Weightlifting keeps you healthy and improves everything from bone health to cognitive function. Now, new research shows it may improve the appearance of your skin.
This study was recently published in the journal scientific reportshowed that resistance training (also known as strength training) may improve skin health even more than aerobic exercise.
Previous research has already suggested that aerobic exercise can improve the dermis, the layer of skin beneath the outer epidermis. In the new study, study lead author Dr. Satoshi Fujita, an exercise scientist at Ritsumeikan University in Kyoto, wanted to find out whether resistance training had the same effect.
Fujita’s team recruited 56 sedentary middle-aged Japanese women to participate in the study. Researchers asked half of the participants to cycle for 30 minutes twice a week for 16 weeks. The rest of the time I lifted weights for the same amount of time.
The scientists analyzed participants’ skin cells in the lab before and after the study.
Researchers found that both exercises increased the skin’s elasticity, or its ability to return to its original shape after being stretched. Both cycling and weightlifting also stimulated the expression of collagen-producing genes. It also increased the extracellular matrix of the dermis, a network of collagen and elastic fibers that degrades due to aging and other factors such as sun exposure.
But researchers found one important difference between the two groups. That is, women who took iron had thicker dermal layers, but women who rode bicycles did not. Fujita said that a thicker dermal layer can lead to less sagging, fewer pigment spots, and an overall more youthful appearance.
“Our results suggested that resistance exercise has a more positive effect on the skin than aerobic exercise,” Fujita said. health.
Scientists still don’t fully understand how exercise contributes to skin improvement, but Fujita said inflammatory factors in the blood, which are reduced by exercise, may play a role. I am.
A 2015 study found that aerobic exercise increases levels of the protein interleukin 15 (IL-15), which may help promote the synthesis of mitochondria (the part of the cell that strengthens mitochondria) in the skin. I also discovered that there is. Research has shown that aging, sun exposure, and pollution can damage mitochondria in skin cells.
Fujita believes that resistance exercise has the potential to rejuvenate the appearance of the face, but his team only looked at the inner layers of the skin.
“We are not sure whether this change in the dermis has any visible effect on the skin,” said Rajani Katta, MD, a professor at Baylor College of Medicine who was not involved in the study. health.
Further extended trials are needed to see how weightlifting affects the appearance of the integument, Fujita added.
We also don’t know if the benefits will disappear if you stop your weightlifting habit, Katta pointed out. “In other words, these benefits may be temporary,” she said.

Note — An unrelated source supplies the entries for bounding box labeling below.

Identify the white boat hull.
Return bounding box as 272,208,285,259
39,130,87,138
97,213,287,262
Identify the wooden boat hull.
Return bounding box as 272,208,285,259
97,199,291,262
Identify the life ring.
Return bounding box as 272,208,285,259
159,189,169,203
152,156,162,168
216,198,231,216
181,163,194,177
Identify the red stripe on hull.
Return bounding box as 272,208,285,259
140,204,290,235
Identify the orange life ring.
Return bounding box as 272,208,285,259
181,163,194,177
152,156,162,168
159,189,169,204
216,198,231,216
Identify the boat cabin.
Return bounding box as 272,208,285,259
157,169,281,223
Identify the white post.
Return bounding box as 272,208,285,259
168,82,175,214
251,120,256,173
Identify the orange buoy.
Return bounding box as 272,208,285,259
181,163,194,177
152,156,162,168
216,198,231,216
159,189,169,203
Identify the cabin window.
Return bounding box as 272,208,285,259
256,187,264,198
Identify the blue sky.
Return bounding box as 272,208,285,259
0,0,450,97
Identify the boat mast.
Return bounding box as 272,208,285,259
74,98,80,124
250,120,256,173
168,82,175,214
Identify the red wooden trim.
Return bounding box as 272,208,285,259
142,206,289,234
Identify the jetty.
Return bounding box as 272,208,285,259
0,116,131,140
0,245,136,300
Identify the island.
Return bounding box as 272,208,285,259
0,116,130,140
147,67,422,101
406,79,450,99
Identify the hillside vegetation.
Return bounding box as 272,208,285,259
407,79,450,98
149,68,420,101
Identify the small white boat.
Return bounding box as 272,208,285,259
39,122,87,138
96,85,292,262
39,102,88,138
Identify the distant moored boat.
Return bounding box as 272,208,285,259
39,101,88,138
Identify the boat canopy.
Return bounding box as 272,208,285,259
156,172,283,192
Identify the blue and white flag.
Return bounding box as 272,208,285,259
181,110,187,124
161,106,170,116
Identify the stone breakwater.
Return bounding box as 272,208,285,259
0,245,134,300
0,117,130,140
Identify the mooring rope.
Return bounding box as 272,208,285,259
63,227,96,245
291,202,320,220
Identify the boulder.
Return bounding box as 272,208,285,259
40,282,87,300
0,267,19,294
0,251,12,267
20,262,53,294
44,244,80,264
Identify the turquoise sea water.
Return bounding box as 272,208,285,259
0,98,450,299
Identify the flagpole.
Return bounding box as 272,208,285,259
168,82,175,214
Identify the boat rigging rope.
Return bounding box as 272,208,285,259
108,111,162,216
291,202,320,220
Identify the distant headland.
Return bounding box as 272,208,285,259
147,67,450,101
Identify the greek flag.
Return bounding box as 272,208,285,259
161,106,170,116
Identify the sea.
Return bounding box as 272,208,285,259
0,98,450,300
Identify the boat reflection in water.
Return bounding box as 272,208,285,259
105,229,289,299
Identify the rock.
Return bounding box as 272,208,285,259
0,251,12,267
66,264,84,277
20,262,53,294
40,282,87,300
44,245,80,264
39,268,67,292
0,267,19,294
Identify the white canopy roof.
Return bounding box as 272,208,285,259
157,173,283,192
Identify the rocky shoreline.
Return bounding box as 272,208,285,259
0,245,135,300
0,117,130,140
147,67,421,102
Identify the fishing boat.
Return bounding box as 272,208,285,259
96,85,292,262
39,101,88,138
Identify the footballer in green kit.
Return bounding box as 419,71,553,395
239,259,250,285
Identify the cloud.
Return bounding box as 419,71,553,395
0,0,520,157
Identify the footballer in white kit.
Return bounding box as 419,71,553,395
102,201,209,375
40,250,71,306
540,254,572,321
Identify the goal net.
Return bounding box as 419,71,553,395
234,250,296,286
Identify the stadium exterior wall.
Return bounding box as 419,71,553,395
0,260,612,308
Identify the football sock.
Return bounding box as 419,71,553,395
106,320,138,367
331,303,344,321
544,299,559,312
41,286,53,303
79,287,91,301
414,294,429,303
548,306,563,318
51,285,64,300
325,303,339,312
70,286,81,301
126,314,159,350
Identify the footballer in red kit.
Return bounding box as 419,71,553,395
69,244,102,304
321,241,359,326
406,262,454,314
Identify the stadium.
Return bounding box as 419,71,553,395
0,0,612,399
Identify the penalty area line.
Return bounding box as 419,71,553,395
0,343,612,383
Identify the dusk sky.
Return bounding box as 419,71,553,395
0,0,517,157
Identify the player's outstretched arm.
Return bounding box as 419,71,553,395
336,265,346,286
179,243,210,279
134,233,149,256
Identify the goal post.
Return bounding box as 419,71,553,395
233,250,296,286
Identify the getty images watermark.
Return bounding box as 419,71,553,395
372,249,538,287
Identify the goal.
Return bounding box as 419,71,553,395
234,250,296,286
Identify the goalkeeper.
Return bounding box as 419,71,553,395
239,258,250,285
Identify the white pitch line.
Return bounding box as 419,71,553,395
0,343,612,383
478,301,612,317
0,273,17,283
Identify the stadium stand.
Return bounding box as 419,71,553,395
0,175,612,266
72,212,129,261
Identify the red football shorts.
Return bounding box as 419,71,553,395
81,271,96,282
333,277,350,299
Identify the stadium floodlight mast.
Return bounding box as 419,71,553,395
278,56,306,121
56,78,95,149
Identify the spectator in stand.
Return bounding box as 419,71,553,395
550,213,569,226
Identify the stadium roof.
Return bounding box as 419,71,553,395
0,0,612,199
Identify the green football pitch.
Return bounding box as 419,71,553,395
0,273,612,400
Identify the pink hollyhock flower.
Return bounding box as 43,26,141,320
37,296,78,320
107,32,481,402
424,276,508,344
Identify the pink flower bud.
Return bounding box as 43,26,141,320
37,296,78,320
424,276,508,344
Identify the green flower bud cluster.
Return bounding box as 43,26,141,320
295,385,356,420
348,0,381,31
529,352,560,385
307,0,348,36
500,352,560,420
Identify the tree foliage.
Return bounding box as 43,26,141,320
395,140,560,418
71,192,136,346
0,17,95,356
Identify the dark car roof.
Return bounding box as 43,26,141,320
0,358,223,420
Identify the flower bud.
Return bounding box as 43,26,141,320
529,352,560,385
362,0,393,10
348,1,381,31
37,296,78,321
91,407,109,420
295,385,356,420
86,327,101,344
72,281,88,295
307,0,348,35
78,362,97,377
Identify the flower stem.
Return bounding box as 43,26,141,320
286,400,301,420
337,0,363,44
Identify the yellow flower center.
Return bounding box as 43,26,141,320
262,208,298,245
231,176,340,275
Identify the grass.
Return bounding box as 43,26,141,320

While focusing on aerobic exercise is likely to improve skin health, Fujita said adding resistance training to your daily routine may yield even better results.

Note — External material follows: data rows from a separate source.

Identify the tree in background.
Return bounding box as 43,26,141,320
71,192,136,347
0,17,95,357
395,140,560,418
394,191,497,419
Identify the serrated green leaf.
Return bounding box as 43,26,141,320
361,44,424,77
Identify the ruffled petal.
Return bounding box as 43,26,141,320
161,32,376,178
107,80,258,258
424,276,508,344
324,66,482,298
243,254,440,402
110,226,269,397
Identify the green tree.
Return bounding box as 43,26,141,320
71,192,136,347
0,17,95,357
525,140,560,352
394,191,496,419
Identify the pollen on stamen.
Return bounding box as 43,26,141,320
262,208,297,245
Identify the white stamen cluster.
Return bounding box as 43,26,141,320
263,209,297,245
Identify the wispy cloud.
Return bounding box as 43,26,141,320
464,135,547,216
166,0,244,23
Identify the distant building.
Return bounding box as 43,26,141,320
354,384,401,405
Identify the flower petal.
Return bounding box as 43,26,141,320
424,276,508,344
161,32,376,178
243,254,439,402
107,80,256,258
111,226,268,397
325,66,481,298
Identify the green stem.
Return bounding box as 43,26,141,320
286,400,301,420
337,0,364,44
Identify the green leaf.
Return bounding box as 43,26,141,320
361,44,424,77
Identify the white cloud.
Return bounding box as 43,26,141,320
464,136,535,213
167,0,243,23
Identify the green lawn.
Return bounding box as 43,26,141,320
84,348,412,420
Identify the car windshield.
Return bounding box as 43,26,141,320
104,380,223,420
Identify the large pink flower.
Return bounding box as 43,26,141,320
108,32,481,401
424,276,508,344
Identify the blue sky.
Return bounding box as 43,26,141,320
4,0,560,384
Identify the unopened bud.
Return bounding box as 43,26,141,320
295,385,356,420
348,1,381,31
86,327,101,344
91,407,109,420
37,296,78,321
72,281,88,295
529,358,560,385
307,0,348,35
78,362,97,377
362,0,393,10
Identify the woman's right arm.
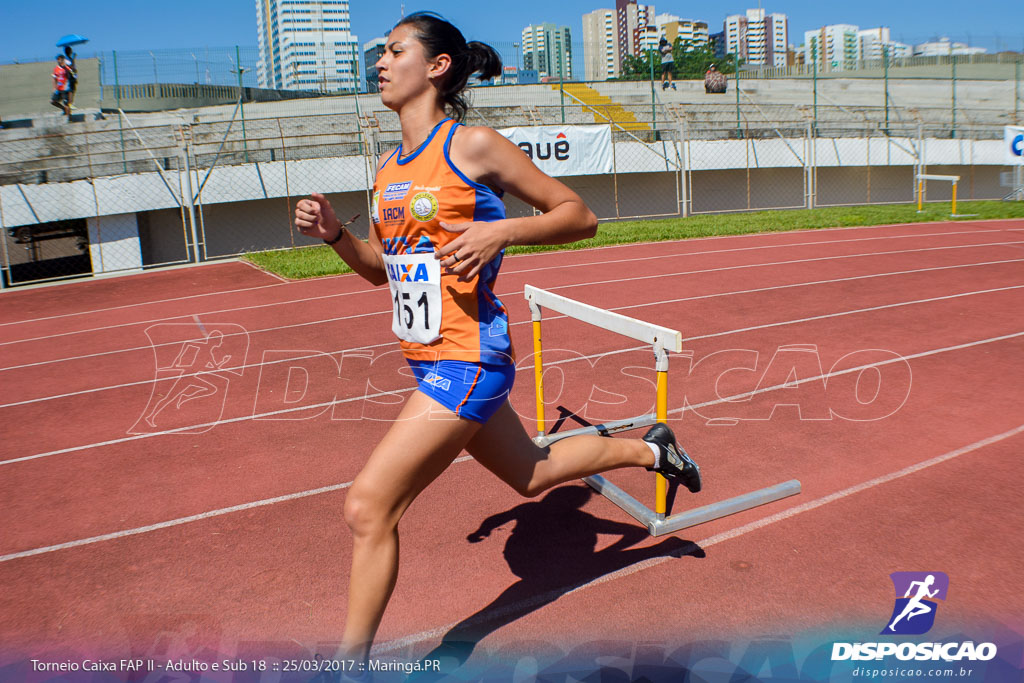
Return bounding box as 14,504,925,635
295,193,387,285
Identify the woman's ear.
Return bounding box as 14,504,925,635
429,52,452,78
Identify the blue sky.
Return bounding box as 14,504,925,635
0,0,1024,62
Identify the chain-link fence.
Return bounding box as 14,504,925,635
0,80,1014,286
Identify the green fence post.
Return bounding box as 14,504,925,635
114,50,128,173
733,52,743,138
811,44,818,133
352,43,362,157
234,45,249,163
558,70,565,124
1014,56,1021,124
949,54,956,137
882,45,889,135
647,48,657,135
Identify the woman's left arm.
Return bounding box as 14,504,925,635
437,127,597,280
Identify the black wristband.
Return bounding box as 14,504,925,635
324,227,345,247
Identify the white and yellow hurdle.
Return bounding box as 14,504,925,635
524,285,800,536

“This study confirms that if you want to improve your skin, you should combine aerobic exercise with strength training,” says Lauren Eckert-Plock, M.D., a dermatologist in Georgia and South Carolina. he said. health.

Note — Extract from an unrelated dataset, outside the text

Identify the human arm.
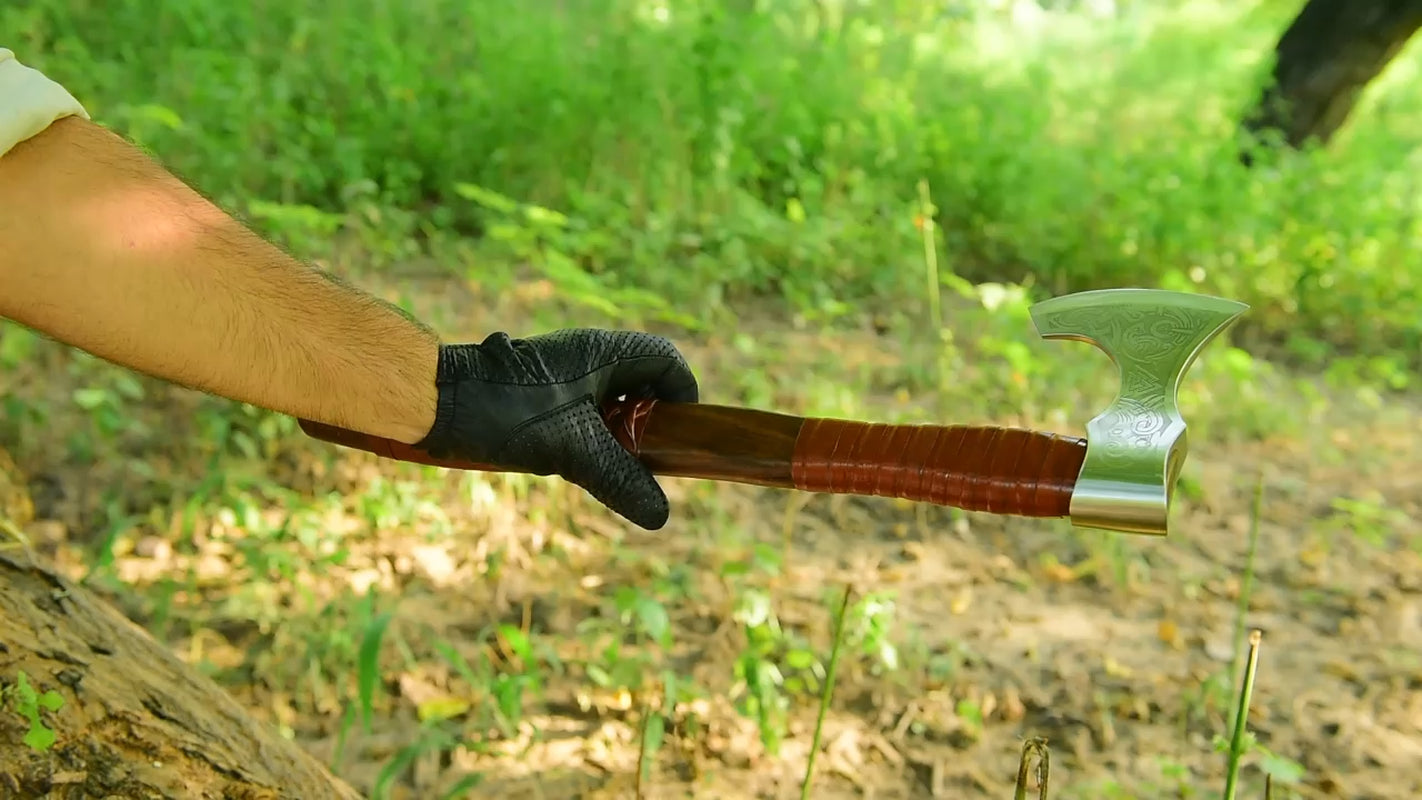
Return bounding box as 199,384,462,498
0,117,439,443
0,48,697,529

As for which muscles to target, Dr. Plock said research shows it doesn’t matter.
“Because the anti-aging factors increased by exercise circulate in the bloodstream, their effects are not concentrated in a specific area near that muscle group,” she explained.
But just because you’re working out doesn’t mean you should ignore things that damage your skin, like smoking or sun exposure, she said.
“The beneficial effects of exercise do not cancel out other harmful effects on our skin,” she said.